CPLR 302 (subd [a], par 3, cl [ii]) holds that a nondomiciliary is subject to New York jurisdiction when he “commits a tortious act without the state causing injury to [a] *590person * * * within the state * * * if he * * * expects or should reasonably expect the act to have consequences in the state and derives substantial revenue from interstate or international commerce”. After measuring Lown’s activities in the instant case against this subdivision of CPLR 302, we are compelled to find that Lown “cannot now claim that it was not reasonably foreseeable that someday [he] might have to defend [himself] in the courts of this State” (Prentice v DeMag Material Handling, 80 AD2d 741, 742). Also, Lown testified that he derives a significant portion of his income from interstate and international commerce, to wit, between approximately 1976 and 1981: one third of Lown’s patients came from outside of Massachusetts; and, annually he gave about 20 lectures a year outside of Massachusetts in other parts of the United States as well as in Western Europe, Latin America, Asia, Australia, and the Middle East. As the court wrote in Path Instruments Int. Corp. v Asahi Optical Co. (312 F Supp 805, 810 [US Dist Ct, SDNY, Mansfield, J.]: “The ‘substantial revenue’ provision of § 302 (a) (3) (ii) is intended to extend the jurisdiction of New York courts to those defendants committing out-of-state tortious acts with repercussions in New York, who, because of the extent and non-local nature of their operations, can consistently with the requirements of fundamental fairness be expected to defend lawsuits in foreign forums.”
Based on the facts in this case, we must disagree with the majority’s conclusion.
There is no doubt that long-arm jurisdiction can be applied to tort, as well as contract actions (Singer v Walker, 15 NY2d 443, cert den sub nom. Estwing Mfg. Co. v Singer, 382 US 905; Goldberg v Empire Fire & Mar. Ins. Co., 79 AD2d 533).

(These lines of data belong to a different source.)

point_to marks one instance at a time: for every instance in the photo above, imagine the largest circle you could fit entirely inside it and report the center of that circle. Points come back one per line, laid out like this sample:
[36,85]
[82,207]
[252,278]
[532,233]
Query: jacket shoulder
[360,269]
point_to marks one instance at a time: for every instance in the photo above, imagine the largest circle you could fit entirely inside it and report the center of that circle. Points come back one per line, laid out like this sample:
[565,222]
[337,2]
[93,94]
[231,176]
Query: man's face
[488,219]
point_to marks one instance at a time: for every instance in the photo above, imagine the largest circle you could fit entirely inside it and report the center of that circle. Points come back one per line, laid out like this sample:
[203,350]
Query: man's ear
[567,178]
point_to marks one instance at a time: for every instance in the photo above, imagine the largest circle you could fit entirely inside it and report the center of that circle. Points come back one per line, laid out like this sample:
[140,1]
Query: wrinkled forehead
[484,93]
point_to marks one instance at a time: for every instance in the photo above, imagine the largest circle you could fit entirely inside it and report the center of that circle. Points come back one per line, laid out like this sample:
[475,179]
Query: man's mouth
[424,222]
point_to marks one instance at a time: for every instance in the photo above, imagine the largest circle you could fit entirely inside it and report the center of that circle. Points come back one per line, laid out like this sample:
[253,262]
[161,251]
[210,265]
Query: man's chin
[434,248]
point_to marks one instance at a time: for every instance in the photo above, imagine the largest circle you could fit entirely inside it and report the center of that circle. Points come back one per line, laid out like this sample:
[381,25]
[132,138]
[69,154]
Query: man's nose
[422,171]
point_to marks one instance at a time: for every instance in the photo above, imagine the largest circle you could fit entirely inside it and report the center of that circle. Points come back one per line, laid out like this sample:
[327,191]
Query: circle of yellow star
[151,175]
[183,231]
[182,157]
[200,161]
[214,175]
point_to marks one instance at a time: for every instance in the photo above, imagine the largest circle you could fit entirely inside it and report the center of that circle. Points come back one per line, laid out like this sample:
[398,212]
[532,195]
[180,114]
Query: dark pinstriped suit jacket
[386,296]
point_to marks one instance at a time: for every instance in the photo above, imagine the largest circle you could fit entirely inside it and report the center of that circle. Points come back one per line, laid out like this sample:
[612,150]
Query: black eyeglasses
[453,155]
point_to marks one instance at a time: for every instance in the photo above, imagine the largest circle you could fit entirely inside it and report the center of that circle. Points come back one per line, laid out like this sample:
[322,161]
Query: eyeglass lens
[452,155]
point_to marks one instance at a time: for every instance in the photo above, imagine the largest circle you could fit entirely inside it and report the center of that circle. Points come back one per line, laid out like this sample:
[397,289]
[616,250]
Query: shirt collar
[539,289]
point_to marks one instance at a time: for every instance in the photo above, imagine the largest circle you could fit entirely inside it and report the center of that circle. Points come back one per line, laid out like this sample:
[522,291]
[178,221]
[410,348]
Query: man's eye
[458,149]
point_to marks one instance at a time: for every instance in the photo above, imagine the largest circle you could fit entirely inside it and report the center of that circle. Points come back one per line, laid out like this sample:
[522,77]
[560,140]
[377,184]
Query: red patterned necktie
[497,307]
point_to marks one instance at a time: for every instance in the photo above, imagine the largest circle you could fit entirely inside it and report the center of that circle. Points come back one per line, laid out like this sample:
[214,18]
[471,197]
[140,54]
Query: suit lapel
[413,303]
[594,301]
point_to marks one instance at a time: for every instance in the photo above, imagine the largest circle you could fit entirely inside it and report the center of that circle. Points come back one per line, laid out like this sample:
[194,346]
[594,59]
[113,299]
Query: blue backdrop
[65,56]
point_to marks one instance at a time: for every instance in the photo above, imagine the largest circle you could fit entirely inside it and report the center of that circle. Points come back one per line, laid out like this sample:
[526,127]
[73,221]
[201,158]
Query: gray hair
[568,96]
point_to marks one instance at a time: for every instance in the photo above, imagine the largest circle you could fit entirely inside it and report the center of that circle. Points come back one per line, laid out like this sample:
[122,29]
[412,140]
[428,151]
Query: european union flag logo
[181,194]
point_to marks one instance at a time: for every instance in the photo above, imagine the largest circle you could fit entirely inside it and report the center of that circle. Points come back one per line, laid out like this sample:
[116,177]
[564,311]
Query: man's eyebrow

Lown’s testimony sets forth his agreement to supply deceased with Aprindine in New York and since Lown was the clinical investigator for Lilly, he was required to report to Lilly with reference to the efficacy of the drug, as well as its side effects. This he could only obtain from the decedent in the State of New York. Therefore, it is reasonable to find that his actions availed to him the privilege of furthering his practice in New York.
*591In this case, our exercise of in personam jurisdiction over Lown fully complies with the principles of due process (International Shoe Co. v Washington, 326 US 310; Hanson v Denckla, 357 US 235).
Asch and Silverman, JJ., concur with Carro, J.; Kupferman, J. P., and Ross, J., dissent in separate opinions.
Order, Supreme Court, New York County, entered on November 12, 1982, reversed, on the law, third-party plaintiff’s motion denied and appellant’s motion to dismiss the third-party complaint under CPLR 3211 granted, without costs and without disbursements.

 All references to testimony by Lown are from his examination before trial.